Relationships can be a tricky thing.  I think most of our problems and issues relate to our relationships.  There have certainly been a million books about them and how to improve them or deal with them, or understand them.  How do you do with your relationships?  Are you more at ease with strangers than in your family circle? 
I’ve been married a long time, almost 43 years at this writing.  Every so often, my husband, Sandy, speaks about his “good friend” and then he gives me a name.  I cannot tell you how many times I have not had a clue who the person is that he has mentioned.  One day, I asked him how come he thought of so many people as being his “good friend.”  He told me, he chose to think of them that way.  He chose to think about and refer to many of his acquaintances as good friends.  Sandy is an unusual man in many ways but one quality he has which I have been told by friends that their husbands do not have, is he has a huge range of friends and he does a remarkable job of keeping in touch with most of them.  I loved the idea that he also claimed them as his good friends.  Why not?  How we think about others is very often how they think about us.  I believe it must be very unusual to have someone in our lives that we dislike that likes us. 
I’ve had my struggles.  I try hard to get along with everyone but I find some to be easier than others.  I have a friend who refers to herself as a “low maintenance” friend.  It’s the truth isn’t it?  Some people we simply flow along with, others are often trying to pull us upstream.  But, after my husband’s teaching, I decided the best way for me to create more harmonious relationships was to take the time to value the people in my life and along with valuing them, offer up prayers for their well being and for that of their loved ones.  If I choose to believe my friends bless my life, they will.  If I choose to believe they are draining my energy and causing me angst that, too, will be true.  Once again, it depends on me and the way I choose to think.  I want the people in my life to be loved and I hope that they will respond in kind. 

Tuesday, May 3, 2011

Labeling

Affirmation:   I am lovable, I am worthy, I do well.
I recently heard a radio broadcast that talked about a study to help students improve their grades.  They had some students put the letter “A” on the top of their test paper before they began the test.  They had others put an “F.”  What do you think happened?  You probably guessed it right.  The students with the “A” did better than they even expected; the students with the “F” did worse than they expected.  I'm not saying we don't have to make an effort to do well.  I don't believe that, but I do believe we can improve our chances of success by how we visualize the results. 
Have you read about the study with water?  Yes, water.  It was part of the movie, What the Bleep.  Dr.

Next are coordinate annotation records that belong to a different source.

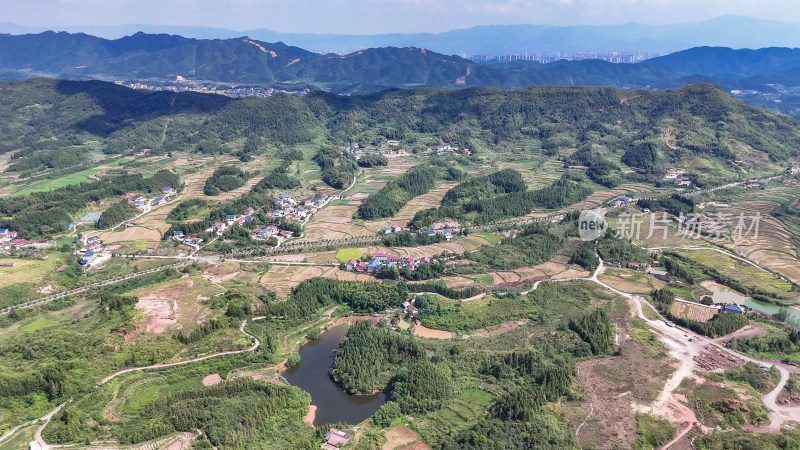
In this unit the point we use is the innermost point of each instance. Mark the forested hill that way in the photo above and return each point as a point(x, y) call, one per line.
point(42, 116)
point(163, 58)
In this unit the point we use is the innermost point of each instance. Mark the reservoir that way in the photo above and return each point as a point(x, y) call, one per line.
point(769, 308)
point(723, 294)
point(311, 375)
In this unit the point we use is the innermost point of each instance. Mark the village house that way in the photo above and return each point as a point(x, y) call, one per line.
point(732, 308)
point(374, 266)
point(88, 258)
point(337, 438)
point(659, 274)
point(219, 227)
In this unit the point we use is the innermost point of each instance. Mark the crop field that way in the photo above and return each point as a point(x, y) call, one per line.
point(775, 246)
point(550, 270)
point(696, 312)
point(601, 196)
point(747, 274)
point(432, 199)
point(347, 254)
point(282, 279)
point(38, 324)
point(628, 280)
point(26, 280)
point(22, 439)
point(334, 222)
point(490, 237)
point(458, 414)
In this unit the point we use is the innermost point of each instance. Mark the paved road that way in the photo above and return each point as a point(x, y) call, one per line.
point(89, 287)
point(46, 418)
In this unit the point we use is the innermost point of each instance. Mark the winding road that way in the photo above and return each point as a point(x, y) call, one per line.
point(46, 418)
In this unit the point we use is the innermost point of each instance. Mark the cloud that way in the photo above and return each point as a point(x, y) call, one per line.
point(381, 16)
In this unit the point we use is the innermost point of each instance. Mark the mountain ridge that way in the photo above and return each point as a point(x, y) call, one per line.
point(728, 31)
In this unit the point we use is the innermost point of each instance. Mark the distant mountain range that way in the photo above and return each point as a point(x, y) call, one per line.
point(725, 31)
point(243, 61)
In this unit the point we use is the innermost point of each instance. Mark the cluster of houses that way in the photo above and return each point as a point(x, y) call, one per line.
point(393, 229)
point(449, 149)
point(231, 220)
point(141, 201)
point(181, 237)
point(270, 232)
point(392, 153)
point(91, 252)
point(382, 261)
point(288, 208)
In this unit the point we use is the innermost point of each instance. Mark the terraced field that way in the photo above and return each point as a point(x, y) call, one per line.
point(282, 279)
point(749, 275)
point(430, 200)
point(696, 312)
point(775, 246)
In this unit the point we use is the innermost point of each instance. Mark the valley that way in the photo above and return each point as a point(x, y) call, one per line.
point(434, 237)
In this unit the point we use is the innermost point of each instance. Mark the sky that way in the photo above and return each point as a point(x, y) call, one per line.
point(381, 16)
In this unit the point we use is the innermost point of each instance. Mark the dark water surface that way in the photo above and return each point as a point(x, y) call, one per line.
point(311, 375)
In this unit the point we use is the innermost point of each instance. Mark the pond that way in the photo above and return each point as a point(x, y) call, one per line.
point(772, 309)
point(723, 294)
point(311, 375)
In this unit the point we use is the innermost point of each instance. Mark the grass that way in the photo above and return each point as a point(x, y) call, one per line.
point(347, 254)
point(492, 238)
point(38, 324)
point(652, 432)
point(75, 178)
point(21, 440)
point(484, 279)
point(457, 415)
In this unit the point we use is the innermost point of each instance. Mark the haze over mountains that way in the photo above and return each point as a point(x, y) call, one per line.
point(725, 31)
point(246, 61)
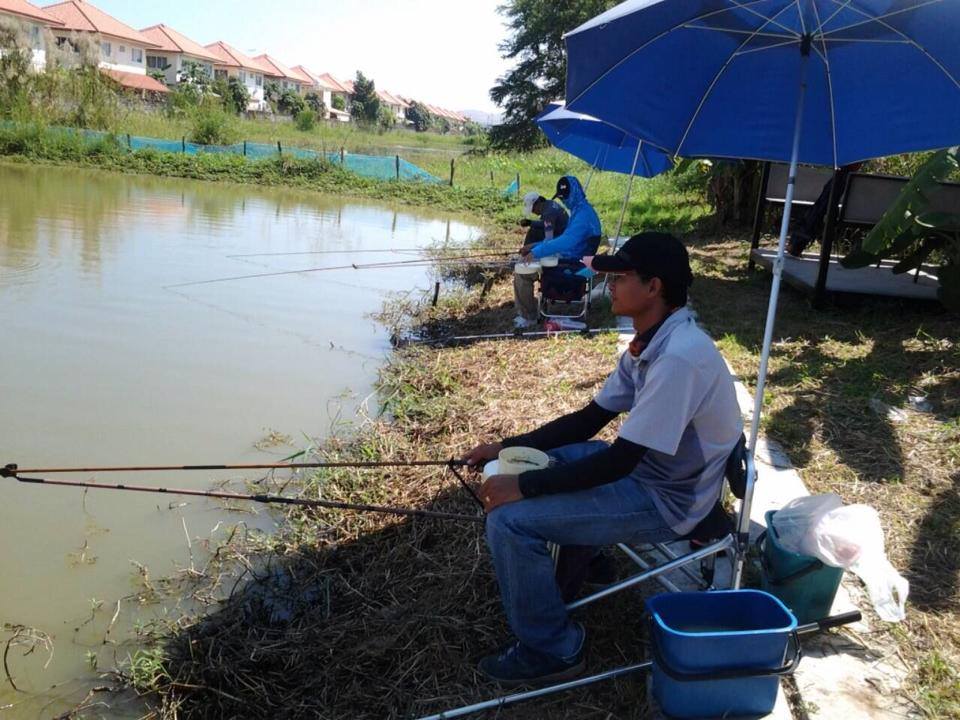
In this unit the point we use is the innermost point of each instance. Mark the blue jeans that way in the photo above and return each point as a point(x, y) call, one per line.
point(518, 533)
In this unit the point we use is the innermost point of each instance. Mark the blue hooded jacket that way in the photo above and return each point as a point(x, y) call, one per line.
point(584, 224)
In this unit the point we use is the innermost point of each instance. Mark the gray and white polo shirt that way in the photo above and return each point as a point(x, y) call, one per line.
point(683, 408)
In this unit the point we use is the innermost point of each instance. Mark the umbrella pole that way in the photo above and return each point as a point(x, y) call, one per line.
point(778, 264)
point(626, 198)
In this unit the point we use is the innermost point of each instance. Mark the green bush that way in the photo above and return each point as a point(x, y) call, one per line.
point(306, 120)
point(212, 125)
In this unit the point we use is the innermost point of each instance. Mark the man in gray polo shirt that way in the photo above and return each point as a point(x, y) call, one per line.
point(659, 479)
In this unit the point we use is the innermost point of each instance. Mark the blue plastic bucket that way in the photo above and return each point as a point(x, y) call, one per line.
point(720, 654)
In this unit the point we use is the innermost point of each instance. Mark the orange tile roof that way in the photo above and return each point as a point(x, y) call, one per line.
point(331, 82)
point(275, 68)
point(166, 38)
point(135, 81)
point(303, 75)
point(307, 73)
point(23, 9)
point(84, 17)
point(231, 57)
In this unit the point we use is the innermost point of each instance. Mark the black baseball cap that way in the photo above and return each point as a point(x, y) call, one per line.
point(650, 254)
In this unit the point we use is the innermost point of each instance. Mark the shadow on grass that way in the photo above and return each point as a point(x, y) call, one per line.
point(389, 624)
point(935, 553)
point(834, 373)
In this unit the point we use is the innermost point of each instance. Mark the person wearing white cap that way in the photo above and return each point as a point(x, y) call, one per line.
point(552, 222)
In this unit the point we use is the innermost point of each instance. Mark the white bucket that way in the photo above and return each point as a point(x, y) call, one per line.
point(515, 460)
point(527, 268)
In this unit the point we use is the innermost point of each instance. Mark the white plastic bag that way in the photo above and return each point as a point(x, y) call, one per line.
point(795, 521)
point(851, 537)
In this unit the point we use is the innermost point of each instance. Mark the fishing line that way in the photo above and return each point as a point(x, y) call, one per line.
point(13, 471)
point(417, 262)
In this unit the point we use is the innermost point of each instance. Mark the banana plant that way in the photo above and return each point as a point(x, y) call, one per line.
point(911, 231)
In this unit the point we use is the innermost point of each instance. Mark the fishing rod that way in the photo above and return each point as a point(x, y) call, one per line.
point(352, 266)
point(12, 471)
point(515, 335)
point(334, 252)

Masaru Emoto, a Japanese scientist took jars of water and wrote words on the jars.   And, then he took  pictures of the frozen crystals of the water both before labeling and after.  Did you guess what happened?  The jar marked with “You make me sick” was muddy and ugly.  The jar marked “love and gratitude” was bright and clear and shiny. 

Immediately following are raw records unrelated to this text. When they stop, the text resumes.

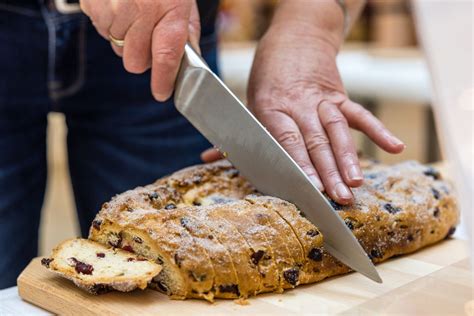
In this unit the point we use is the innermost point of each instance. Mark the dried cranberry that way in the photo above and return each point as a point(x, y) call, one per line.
point(336, 206)
point(349, 223)
point(170, 206)
point(153, 195)
point(391, 209)
point(315, 254)
point(312, 233)
point(375, 253)
point(257, 256)
point(46, 261)
point(451, 231)
point(232, 173)
point(96, 224)
point(99, 289)
point(436, 193)
point(229, 288)
point(128, 248)
point(178, 260)
point(432, 172)
point(291, 276)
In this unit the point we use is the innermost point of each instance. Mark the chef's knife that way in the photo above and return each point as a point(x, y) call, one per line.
point(219, 115)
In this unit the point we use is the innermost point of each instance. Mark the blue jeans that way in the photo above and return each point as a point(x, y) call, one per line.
point(118, 136)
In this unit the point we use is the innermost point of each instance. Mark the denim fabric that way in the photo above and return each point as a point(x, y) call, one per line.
point(118, 136)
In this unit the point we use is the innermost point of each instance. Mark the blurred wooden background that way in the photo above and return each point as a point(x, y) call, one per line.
point(385, 27)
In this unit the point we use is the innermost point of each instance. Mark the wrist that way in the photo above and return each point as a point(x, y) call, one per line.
point(323, 19)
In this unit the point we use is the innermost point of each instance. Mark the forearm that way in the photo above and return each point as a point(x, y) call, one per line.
point(318, 18)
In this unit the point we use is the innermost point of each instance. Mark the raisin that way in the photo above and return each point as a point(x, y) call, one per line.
point(118, 240)
point(221, 199)
point(257, 256)
point(197, 278)
point(436, 193)
point(178, 260)
point(128, 248)
point(349, 223)
point(96, 223)
point(82, 267)
point(99, 289)
point(312, 233)
point(170, 206)
point(336, 206)
point(375, 253)
point(184, 222)
point(153, 195)
point(291, 276)
point(315, 254)
point(46, 261)
point(391, 209)
point(229, 288)
point(432, 172)
point(232, 173)
point(162, 287)
point(196, 179)
point(451, 231)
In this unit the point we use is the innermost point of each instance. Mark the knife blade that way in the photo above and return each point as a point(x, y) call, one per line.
point(218, 114)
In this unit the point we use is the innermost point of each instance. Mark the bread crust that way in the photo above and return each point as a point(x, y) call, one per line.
point(262, 243)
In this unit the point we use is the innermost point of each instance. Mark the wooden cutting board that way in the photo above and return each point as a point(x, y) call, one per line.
point(434, 281)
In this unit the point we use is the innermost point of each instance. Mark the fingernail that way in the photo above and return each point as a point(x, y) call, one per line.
point(316, 182)
point(343, 192)
point(395, 141)
point(355, 173)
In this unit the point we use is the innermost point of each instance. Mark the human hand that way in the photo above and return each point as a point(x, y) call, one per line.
point(154, 35)
point(296, 92)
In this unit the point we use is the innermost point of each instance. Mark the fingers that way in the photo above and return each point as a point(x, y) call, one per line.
point(337, 129)
point(319, 148)
point(125, 15)
point(211, 154)
point(168, 41)
point(286, 132)
point(137, 47)
point(194, 28)
point(362, 120)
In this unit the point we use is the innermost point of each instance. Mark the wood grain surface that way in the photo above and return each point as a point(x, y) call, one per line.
point(433, 281)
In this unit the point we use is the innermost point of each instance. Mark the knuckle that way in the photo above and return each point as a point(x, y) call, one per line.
point(166, 53)
point(290, 138)
point(317, 142)
point(335, 120)
point(333, 173)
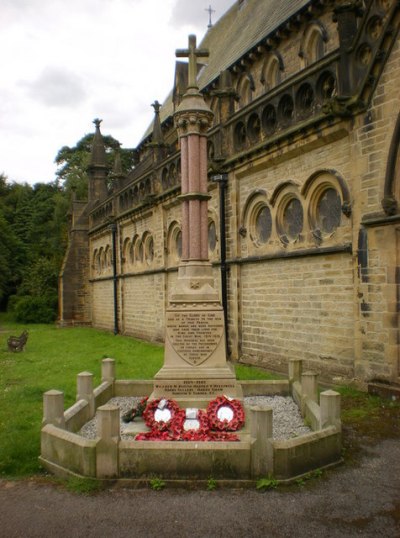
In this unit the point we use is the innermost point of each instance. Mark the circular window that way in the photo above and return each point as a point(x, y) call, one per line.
point(263, 224)
point(292, 219)
point(328, 210)
point(212, 236)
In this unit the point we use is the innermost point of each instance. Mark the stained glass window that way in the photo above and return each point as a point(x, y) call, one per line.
point(329, 210)
point(293, 218)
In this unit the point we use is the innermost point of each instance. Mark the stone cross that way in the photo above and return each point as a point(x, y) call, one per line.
point(192, 53)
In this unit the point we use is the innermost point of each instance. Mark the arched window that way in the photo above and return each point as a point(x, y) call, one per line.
point(313, 43)
point(272, 71)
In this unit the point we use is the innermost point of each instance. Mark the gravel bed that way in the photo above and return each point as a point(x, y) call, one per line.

So, I practice labeling my jar, me.  What happens when I label myself?  I like to think, I am creating within me, the same effect that the words had on the water or on the student who put the “A” on the test paper. 
Have you heard the phrase, “Act the way you want to be and soon you’ll be the way you act?”  How do you think you get there?  It has to begin with our thought process.  We must believe in ourselves.  We must!  It all begins with how we think.  World peace depends on me.  It depends on how I see myself and how I then relate to the world.  If I can believe in myself, see myself as lovable, worthy and doing well, I will extend that love and kindness to all those whose lives touch mine and from there, blessings will be bestowed of which I know not, but I believe will make the world a gentler place.
What thoughts are you holding in your mind and heart today?  Let them be soft, kind, and centered on love and compassion.